Shook, Hardy & Bacon Washington D.C. Partner Patrick Oot, Associate Christopher Casolaro and Sanofi Senior Counsel Christopher Liwski authored a June 2 Inside Counsel article, “Disproportionality in State Courts,” explaining why proportionality in civil discovery is important to ensure efficiency and fairness in state courts.
The federal judiciary’s new and improved Federal Rules of Civil Procedure were enacted on December 1, 2015; the reforms aimed to “inject proportionality into the civil discovery process.” More from the authors:
The changes were designed to lower the costs of litigation by encouraging and enforcing proportional discovery limited to information relevant to “claims and defenses,” and to establish a uniform national standard for preservation obligations and a safe harbor for parties that take reasonable steps in good faith to preserve electronically stored information (“ESI”). Proportionality, or rather its emphasis in Rule 26(b) is not a new concept, but is now at the forefront as part of the very definition of permissible discovery in order to combat skewed discovery with high costs and burdens.
The authors explain that while some states such as Minnesota, Pennsylvania and Utah have “implemented proportionality standards into their civil rules,” most states still have “procedural rules that reflect the burdensome concept of discovery relevance contained in the old federal rules.” Explaining further:
Many states permit discovery so long as the information sought “appears reasonably calculated to lead to the discovery of admissible evidence.” Unfortunately, many states have yet to enact substantive changes to their civil discovery rules to match the new proportionality language in the federal rules. Given the lengthy process to amend procedural rules in many states, it is imperative that lawmakers and stakeholders begin the amendment process now. State courts’ continued application of expansive, outdated discovery rules can—and do—lead to disproportionate results.

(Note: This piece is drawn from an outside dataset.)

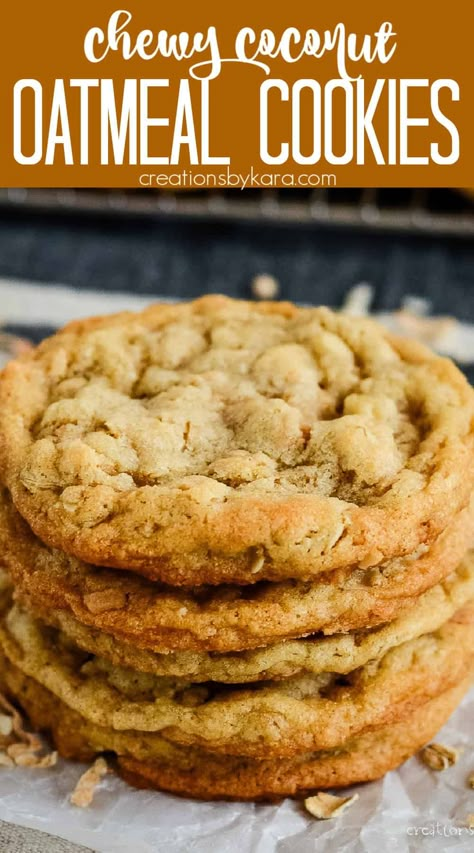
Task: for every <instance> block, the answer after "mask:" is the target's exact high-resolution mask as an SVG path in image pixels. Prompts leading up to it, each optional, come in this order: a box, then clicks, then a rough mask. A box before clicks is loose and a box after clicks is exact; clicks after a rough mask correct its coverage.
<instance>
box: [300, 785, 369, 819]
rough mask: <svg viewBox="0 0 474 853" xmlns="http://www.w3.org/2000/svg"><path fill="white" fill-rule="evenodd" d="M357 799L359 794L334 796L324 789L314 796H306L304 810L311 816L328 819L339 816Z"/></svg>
mask: <svg viewBox="0 0 474 853" xmlns="http://www.w3.org/2000/svg"><path fill="white" fill-rule="evenodd" d="M358 799H359V794H353V796H352V797H336V796H335V795H334V794H326V792H325V791H320V792H319V794H316V795H315V796H314V797H307V798H306V800H305V801H304V805H305V808H306V811H308V812H309V813H310V814H311V815H313V817H315V818H317V819H318V820H329V819H330V818H333V817H339V815H340V814H342V813H343V812H345V811H346V809H348V808H349V807H350V806H351V805H352V804H353V803H355V801H356V800H358Z"/></svg>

To ensure efficiency in state courts, the authors add,” states must amend their civil discovery rules to reflect the federal rules’ demand for proportionality rather than force litigants to undertake unduly burdensome discovery (or to endure costly litiatoin challenging such orders).” Oot, Casolaro and Liwski conclude, “In order to guarantee proportionality and fairness in discovery, and preserve balance between federal and state courts, states must begin the process of amending their procedural rules now.”